Salve Lisa, um grande ser!

Hoje não vou escrever sobre minhas angústias ou sentimentos. Na realidade, não estou com tempo nem inspiração para isso. Porém, este registro eu não poderia deixar de fazer. É algo que será insignificante para muitos, mas que para mim é de suma importância. Exatamente hoje faz um mês que a minha cachorra, a Lisa, morreu. Apenas quem tem um animal desse em casa e gosta realmente sabe como isso é difícil e vai entender o meu registro. Faz um mês que foi embora a minha companheira, que me acompanhou no meu crescimento, dos 8 anos de idade até aos 21 anos; que ficou ao meu lado quando eu estava triste; que não saia de perto de mim quando eu ficava sozinho em casa; que me acordou inúmeras vezes e que me deixou inúmeras lembranças que de tão tolas, são as melhores que eu tenho ao me lembrar dela. Na realidade são essas memórias, simples e marcantes, que nos tornam pessoas melhores. Faz um mês que eu levei a minha companheira pra ser sacrificada e faz um mês que eu percebi o quanto gostava dela. Parece que isso já faz um ano...
A minha cachorra, que daria a vida por mim. E que me faz muita falta. Muitos podem achar isso ridículo, mas pra ser sincero estou me lixando. E destaco mais uma vez: VIVA LISA, UMA GRANDE CACHORRA, UM GRANDE SER!

domingo, outubro 03, 2004

Texto

Jogado no chão, caminhava desleixadamente pela calçada imunda. Amassado (com uma parte rasgada), manchado, letras tremidas e nervosas, seguia o norte da imprecisão. Contendo sentimentos únicos, escritos pela ânsia da aceitação, pelo acaso ou ação premeditada tomou um destino completamente diferente do imaginado. Em vez das mãos delicadas que deveriam segurá-lo, o nada carregava-o para o infinito. Ora a ventania aumentava, ora diminuía. No papel, a vida tentando ganhar cor. No vento, o rumo impreciso da solidão. Nas nossas vidas, uma miríade de textos escritos com destino semelhante.

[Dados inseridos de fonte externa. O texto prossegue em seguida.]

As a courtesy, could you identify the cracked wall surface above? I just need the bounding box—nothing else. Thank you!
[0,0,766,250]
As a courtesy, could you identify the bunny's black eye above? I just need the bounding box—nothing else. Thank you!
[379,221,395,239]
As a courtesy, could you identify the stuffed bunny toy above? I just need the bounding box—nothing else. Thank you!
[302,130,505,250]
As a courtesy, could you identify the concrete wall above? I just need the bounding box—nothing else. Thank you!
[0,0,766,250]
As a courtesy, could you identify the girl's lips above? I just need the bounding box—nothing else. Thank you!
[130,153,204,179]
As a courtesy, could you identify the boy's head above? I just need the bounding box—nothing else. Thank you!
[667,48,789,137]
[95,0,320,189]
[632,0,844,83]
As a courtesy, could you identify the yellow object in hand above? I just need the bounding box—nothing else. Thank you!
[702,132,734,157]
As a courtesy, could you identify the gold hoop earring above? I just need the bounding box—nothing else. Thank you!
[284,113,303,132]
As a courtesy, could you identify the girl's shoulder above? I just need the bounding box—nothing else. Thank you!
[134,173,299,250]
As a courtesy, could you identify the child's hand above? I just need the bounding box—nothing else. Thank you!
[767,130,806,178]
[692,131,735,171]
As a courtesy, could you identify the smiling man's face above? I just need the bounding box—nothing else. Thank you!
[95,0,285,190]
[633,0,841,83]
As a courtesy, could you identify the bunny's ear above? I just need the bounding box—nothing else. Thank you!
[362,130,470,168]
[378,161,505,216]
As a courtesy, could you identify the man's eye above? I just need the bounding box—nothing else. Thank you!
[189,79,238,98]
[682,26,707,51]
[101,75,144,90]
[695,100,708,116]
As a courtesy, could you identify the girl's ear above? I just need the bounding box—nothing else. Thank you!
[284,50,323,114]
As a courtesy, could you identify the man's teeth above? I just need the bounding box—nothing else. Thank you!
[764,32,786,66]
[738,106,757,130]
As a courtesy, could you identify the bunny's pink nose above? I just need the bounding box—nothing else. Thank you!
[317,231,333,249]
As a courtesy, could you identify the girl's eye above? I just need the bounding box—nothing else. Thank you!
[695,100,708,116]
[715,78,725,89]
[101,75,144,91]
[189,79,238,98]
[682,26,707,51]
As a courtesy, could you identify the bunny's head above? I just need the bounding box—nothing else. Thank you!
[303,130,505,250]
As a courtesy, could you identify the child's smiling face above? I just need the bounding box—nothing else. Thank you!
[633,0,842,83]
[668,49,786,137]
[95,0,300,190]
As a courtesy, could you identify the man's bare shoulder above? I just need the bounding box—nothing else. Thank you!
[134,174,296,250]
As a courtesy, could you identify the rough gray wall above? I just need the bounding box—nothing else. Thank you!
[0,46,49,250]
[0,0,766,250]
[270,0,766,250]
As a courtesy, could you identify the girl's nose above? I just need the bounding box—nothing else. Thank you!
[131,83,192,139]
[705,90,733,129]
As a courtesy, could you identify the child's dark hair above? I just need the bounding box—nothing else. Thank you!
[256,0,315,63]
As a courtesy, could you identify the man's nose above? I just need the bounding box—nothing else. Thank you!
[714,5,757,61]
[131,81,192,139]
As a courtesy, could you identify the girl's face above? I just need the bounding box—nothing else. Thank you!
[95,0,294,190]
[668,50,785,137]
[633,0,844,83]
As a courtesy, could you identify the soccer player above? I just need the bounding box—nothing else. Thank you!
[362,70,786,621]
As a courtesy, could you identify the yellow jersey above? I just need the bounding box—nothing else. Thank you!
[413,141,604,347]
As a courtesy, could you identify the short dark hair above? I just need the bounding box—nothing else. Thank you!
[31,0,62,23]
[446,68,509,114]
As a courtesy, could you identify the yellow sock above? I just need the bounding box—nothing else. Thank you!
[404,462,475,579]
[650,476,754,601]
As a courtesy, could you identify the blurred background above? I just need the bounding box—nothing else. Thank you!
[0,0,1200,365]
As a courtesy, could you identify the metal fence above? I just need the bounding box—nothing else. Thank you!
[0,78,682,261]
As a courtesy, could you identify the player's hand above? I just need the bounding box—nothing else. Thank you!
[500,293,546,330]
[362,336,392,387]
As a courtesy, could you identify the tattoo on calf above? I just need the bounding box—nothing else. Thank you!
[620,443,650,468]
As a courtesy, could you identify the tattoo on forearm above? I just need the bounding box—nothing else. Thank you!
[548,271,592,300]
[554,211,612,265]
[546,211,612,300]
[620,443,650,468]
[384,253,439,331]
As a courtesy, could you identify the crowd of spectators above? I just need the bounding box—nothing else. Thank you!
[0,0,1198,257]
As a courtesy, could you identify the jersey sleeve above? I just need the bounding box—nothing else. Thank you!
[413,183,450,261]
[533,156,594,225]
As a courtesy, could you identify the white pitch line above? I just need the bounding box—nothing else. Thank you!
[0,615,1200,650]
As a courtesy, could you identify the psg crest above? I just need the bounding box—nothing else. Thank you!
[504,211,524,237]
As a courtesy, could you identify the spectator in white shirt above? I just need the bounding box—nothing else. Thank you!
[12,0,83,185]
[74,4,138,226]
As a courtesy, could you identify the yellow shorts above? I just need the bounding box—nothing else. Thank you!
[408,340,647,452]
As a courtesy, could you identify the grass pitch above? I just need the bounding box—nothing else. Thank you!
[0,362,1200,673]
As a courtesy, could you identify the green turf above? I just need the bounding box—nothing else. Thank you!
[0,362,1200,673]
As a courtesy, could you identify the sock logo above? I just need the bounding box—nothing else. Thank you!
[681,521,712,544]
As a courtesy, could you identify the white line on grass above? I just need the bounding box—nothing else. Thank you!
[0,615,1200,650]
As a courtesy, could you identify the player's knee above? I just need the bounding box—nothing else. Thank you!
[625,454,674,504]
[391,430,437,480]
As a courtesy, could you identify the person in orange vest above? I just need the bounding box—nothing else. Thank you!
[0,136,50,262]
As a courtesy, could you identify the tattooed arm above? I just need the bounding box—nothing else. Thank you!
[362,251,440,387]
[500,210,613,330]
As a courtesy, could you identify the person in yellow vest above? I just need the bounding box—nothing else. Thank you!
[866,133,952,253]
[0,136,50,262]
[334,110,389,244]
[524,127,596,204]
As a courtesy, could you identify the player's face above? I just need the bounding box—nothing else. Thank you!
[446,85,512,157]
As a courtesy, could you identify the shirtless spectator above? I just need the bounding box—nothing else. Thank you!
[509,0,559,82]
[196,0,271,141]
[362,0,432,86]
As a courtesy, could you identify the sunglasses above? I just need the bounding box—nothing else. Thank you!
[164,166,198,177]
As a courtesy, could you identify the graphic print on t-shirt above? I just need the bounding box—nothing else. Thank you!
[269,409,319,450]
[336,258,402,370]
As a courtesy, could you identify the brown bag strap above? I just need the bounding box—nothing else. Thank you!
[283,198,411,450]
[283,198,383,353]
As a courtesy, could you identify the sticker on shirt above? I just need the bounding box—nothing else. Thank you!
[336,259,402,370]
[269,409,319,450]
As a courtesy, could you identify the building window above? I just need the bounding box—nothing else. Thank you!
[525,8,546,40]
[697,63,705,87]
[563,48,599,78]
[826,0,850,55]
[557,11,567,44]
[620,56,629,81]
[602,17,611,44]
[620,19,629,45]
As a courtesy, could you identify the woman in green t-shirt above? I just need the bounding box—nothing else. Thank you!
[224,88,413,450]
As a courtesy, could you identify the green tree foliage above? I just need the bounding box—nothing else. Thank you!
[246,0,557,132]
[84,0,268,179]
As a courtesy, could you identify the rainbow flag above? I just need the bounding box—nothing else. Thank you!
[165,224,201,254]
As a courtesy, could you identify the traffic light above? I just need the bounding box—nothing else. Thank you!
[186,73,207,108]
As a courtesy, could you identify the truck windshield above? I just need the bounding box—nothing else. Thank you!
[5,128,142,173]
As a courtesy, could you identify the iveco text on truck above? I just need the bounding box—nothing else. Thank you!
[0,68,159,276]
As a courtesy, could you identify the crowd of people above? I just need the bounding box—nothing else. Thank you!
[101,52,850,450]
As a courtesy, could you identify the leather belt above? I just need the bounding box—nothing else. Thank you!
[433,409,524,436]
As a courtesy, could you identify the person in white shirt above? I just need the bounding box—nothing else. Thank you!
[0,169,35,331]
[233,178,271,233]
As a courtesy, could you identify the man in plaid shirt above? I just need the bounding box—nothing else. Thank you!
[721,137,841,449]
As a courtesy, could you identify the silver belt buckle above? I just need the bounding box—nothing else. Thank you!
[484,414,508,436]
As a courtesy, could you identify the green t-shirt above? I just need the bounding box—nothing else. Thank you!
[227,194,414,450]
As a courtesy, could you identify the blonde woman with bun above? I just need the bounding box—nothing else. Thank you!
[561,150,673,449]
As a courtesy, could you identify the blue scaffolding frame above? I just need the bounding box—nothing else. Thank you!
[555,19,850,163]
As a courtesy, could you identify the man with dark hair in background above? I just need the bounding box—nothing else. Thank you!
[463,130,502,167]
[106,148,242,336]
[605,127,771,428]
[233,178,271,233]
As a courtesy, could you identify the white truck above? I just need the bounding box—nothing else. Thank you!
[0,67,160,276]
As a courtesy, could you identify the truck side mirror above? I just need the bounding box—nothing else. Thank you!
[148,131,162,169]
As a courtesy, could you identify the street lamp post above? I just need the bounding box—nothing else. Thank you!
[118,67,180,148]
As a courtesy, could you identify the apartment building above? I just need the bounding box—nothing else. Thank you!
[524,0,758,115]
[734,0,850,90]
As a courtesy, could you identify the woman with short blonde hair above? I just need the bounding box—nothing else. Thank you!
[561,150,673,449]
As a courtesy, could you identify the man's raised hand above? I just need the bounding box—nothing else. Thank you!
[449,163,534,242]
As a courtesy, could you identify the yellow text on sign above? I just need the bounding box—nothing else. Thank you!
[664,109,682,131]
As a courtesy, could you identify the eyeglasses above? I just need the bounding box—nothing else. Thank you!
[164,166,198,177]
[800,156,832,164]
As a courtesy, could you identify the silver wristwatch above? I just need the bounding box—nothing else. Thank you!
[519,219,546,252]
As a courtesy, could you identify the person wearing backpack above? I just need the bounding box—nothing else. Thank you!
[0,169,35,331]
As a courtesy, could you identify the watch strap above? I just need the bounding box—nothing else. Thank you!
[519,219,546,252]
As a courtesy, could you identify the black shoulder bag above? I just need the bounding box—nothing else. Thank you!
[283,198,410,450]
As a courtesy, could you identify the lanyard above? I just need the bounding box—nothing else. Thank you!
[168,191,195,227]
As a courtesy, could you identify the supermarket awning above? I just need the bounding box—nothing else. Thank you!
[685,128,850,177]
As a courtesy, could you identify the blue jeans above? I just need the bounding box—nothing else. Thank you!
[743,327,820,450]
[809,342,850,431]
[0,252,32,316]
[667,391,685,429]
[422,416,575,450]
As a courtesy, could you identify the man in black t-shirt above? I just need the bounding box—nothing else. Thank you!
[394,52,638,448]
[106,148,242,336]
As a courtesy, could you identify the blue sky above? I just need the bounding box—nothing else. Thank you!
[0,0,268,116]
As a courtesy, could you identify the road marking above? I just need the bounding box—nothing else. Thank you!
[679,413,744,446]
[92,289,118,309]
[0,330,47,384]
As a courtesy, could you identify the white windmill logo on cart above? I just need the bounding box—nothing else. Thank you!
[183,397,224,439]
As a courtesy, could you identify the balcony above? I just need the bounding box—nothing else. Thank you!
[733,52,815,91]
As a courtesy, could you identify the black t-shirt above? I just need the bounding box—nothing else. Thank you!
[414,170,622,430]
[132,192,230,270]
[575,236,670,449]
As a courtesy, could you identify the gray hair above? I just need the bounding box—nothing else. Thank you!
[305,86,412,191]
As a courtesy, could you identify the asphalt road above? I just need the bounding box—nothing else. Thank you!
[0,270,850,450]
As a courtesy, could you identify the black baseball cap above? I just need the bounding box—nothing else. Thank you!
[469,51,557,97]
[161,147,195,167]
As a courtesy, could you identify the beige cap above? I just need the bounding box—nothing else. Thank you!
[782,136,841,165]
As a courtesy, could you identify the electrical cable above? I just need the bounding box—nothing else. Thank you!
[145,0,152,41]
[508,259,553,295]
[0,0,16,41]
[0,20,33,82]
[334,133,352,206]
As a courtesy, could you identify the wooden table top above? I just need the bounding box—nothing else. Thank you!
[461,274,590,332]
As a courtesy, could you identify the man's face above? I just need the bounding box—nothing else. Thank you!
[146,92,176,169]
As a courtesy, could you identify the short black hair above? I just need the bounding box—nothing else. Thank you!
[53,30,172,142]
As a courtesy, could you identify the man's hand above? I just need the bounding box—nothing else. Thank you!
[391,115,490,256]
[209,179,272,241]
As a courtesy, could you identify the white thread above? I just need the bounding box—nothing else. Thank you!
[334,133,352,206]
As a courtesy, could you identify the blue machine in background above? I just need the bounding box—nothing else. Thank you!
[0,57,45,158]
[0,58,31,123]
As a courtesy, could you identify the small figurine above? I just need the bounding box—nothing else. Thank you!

sexta-feira, outubro 01, 2004

Palavras, apenas palavras

Caminhando à procura das respostas
Encontrou somente aquilo que já sabia

Pensou então que era melhor
Que nada fizesse sentido

Foi nesse momento, porém, que tudo se encaixou (im)perfeitamente
E encontrou a estrada da hipocrisia latente, concernente a todos nós
Em alguns laivos ou momentos duradouros das nossas vidas

Mas ao invés de viver com os olhos abertos na mentira,
Preferiu fechá-los e seguir pela trilha da verdade

Já que por mais que errasse ou sofresse
Tudo seria resultado do que o seu coração sentia

E isso o tornaria digno,
Pois o diferenciaria do mundo triste em que vivemos

Dando a ele por apenas um ínfimo instante
A alegria e paz que tanto procura

O caminho para a finitude

Andando pela noite
Em becos escuros
Procurando olhos
Tomados pelo pavor

Ele está com o machado na mão
Não há saída
Ele vai te achar

Para te golpear e matar
E você não pode correr para nenhum lado

Ele não sente nada
Ele não consegue parar
Ele quer apenas sangue
E sorri quando está com o cutelo na mão

Matar, golpear, destruir
Combata fogo com fogo
Morte, destruição, ódio
Não suplique, apenas grite

O movimento da morte é ininterrupto
E está atrás de você
É o soneto taciturno
O acorde do inevitável

Ele apenas quer ver a lâmina em ação
Na sua cabeça não existe certo ou moral

Não corra
Não chore

Ele fará com que a dor cortante
Chegue até aos seus ossos

A destruição é a sua vida
E o inferno a sua alma

E ele vai te achar
E te matar


PS: quero deixar claro que não estou ficando um maníaco esquizofrênico. Escrevi esse e o outro texto com título homônimo usufruindo um pouco dos filmes, livros e músicas com temáticas de terror que respectivamente já assisti, li e escutei. Desequilíbrio sim, loucura não.